It’s a myth that young women 18-25 are hooking up like crazy, says a new Harvard Study.
The new report, called “The Talk: How Adults Can Promote Young People’s Healthy Relationships and Prevent Misogyny and Sexual Harassment”, found that girls are so turned off by disrespectful behavior from boys that they don’t want to hook up!
“Making caring common” is a brilliant project of the Harvard Graduate School of Education that methodically interviewed over 3,000 high school and college students about their sexual experiences.
“Parents and other adults often fret a great deal about the “hook-up culture,” says the study, “But that focus ignores two far more pervasive troubles related to young people’s romantic and sexual experiences. The first is that we as a society are failing to prepare young people for perhaps the most important thing they will do in life—learn how to love and develop caring, healthy romantic relationships. Second, most adults appear to be doing shockingly little to prevent or effectively address pervasive misogyny and sexual harassment among teens and young adults—problems that can infect both romantic relationships and many other areas of young people’s lives.”
The key findings are:
–“Teens and adults tend to greatly overestimate the size of the “hook-up culture” and these misconceptions can be detrimental to young people.” (“This overestimation can make many teens and young adults feel embarrassed or ashamed because they believe that they are not adhering to the norms of their peers. It can also pressure them to engage in sex when they are not interested or ready.”)
— “Large numbers of teens and young adults are unprepared for caring, lasting romantic relationships and are anxious about developing them.” So what exactly do 18-25 year-olds want to know? (Specifically “how to have a more mature relationship” (38%), “how to deal with breakups”(36%), “how to avoid getting hurt in a relationship” (34%), and “how to begin a relationship” (27%). 65% of respondents to our survey of 18 to 25-year-olds wished that they had received guidance on some emotional aspect of romantic relationships in a health or sex education class at school.”)
We are in desperate need of sex education in this country.
–“Misogyny and sexual harassment appear to be pervasive among young people and certain forms of gender based degradation may be increasing, yet a significant majority of parents do not appear to be talking about it.”
(“87% percent of women reported having experienced at least one of the following during their lifetime: being catcalled (55%), touched without permission by a stranger (41%), insulted with sexualized words (e.g., slut, bitch, ho) by a man (47%), insulted with sexualized words by a woman (42%), having a stranger say something sexual to them (52%), and having a stranger tell them they were “hot” (61%). Yet 76% of respondents to this survey had never had a conversation with their parents about how to avoid sexually harassing others”).
–“Many young people don’t see certain types of gender-based degradation and subordination as problems in our society.”
(“About 58% of respondents had never had a conversation with their parents about the importance of “being a caring and respectful sexual partner.”)
–“Research shows that rates of sexual assault among young people are high.
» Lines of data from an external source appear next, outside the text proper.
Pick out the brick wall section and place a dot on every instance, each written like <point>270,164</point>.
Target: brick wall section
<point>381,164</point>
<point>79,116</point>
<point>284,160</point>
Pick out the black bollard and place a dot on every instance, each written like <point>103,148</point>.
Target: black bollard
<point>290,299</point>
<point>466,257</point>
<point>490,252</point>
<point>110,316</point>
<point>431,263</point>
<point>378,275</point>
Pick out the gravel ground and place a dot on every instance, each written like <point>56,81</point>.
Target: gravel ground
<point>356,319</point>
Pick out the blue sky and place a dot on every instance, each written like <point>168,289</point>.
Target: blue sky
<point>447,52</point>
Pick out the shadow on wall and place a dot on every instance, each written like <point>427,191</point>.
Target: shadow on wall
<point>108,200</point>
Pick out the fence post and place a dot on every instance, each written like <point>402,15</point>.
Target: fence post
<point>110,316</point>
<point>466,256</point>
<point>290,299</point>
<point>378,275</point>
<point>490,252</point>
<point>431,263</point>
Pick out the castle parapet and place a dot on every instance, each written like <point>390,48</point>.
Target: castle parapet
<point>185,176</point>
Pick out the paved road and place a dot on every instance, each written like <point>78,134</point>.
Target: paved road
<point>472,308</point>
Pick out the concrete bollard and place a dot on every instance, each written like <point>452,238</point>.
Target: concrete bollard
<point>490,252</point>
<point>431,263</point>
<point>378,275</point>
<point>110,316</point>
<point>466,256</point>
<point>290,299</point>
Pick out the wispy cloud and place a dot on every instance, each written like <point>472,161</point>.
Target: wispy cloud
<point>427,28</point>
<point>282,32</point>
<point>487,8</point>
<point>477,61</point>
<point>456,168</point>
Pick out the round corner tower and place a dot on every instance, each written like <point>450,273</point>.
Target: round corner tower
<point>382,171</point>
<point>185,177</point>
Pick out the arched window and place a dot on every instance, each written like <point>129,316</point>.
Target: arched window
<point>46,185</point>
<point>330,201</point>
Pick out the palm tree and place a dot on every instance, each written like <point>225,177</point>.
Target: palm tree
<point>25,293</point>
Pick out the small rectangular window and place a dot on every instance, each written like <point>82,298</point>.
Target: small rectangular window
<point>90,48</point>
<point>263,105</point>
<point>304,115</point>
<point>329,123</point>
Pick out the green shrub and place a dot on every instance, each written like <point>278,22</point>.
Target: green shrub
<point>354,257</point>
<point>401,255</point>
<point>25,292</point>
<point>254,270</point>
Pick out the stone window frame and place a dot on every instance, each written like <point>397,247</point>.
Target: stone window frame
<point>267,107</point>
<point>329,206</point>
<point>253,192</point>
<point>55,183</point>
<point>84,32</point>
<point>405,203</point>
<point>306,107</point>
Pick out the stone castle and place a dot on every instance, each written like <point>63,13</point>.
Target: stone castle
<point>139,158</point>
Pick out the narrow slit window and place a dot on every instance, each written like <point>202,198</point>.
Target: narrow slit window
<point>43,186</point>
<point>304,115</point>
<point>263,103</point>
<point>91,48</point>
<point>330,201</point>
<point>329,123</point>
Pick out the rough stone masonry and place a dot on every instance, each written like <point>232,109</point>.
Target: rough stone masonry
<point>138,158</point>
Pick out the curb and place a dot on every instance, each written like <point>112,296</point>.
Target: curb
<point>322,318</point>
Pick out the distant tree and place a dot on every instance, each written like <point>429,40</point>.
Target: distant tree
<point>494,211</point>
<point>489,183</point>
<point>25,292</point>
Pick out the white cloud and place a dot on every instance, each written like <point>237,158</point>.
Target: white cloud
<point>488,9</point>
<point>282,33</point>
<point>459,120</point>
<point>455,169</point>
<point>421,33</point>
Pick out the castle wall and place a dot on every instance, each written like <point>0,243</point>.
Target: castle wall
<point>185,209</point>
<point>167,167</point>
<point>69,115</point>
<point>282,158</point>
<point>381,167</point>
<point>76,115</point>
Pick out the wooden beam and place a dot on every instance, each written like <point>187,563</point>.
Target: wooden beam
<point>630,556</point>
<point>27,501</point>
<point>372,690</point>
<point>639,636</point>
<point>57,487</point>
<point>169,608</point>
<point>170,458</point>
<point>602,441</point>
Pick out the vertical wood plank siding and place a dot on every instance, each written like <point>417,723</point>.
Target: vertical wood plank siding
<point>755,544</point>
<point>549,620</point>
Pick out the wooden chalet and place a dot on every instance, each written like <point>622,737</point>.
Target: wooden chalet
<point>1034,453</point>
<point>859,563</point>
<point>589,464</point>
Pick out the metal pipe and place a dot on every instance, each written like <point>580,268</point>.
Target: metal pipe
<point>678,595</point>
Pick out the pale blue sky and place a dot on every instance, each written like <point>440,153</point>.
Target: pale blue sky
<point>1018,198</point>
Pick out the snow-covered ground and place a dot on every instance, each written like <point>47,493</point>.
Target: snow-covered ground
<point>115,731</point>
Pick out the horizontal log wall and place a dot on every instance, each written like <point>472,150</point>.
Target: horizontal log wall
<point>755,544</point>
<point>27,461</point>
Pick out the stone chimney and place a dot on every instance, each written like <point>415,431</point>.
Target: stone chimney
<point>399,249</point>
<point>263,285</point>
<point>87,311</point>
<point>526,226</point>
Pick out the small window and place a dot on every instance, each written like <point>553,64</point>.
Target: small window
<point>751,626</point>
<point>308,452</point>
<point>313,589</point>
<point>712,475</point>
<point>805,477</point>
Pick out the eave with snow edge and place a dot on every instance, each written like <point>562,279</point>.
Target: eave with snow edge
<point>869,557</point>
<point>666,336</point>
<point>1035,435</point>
But our research suggests that a majority of parents and educators aren’t discussing with young people basic issues related to consent.”
(“Most of the respondents to our survey of 18 to 25-year-olds had never spoken with their parents about “being sure your partner wants to have sex and is comfortable doing so before having sex”(61%), assuring your “own comfort before engaging in sex” (49%), the “importance of not pressuring someone to have sex with you”(56%), the “importance of not continuing to ask someone to have sex after they have said no” (62%), or the “importance of not having sex with someone who is too intoxicated or impaired to make a decision about sex” (57%).”
THE GOOD NEWS
This awesome study has brought awareness to these sexual issues, and the study’s authors have made some recommendations going forward. The study concluded that “A high percentage of people 18-25 want guidance.” Specifically they say that adults should answer these questions from their kids: “What’s the difference between attraction, infatuation, and love? How can we be more attracted to people the less interested they are in us? Why can we be attracted to people who are unhealthy for us? How do you know if you’re “in love?” Why and how can romantic relationships become deeply meaningful and gratifying? How do they contribute to our lives?”
Also, they recommend that parents of young men “engage in discussions about romantic and sexual relationships, misogyny and harassment, and address ethical questions about their obligation to treat others with respect.”
Instead of encouraging the “destructive” nature of the hook up culture, where “the bros over ho’s” mentality is rampant, the study says, “the recommendation is that we all focus on treating each other with mutual respect.”
The study concludes with the hope that everyone will continue “The Talk.”
“We all need to talk more about romantic love.”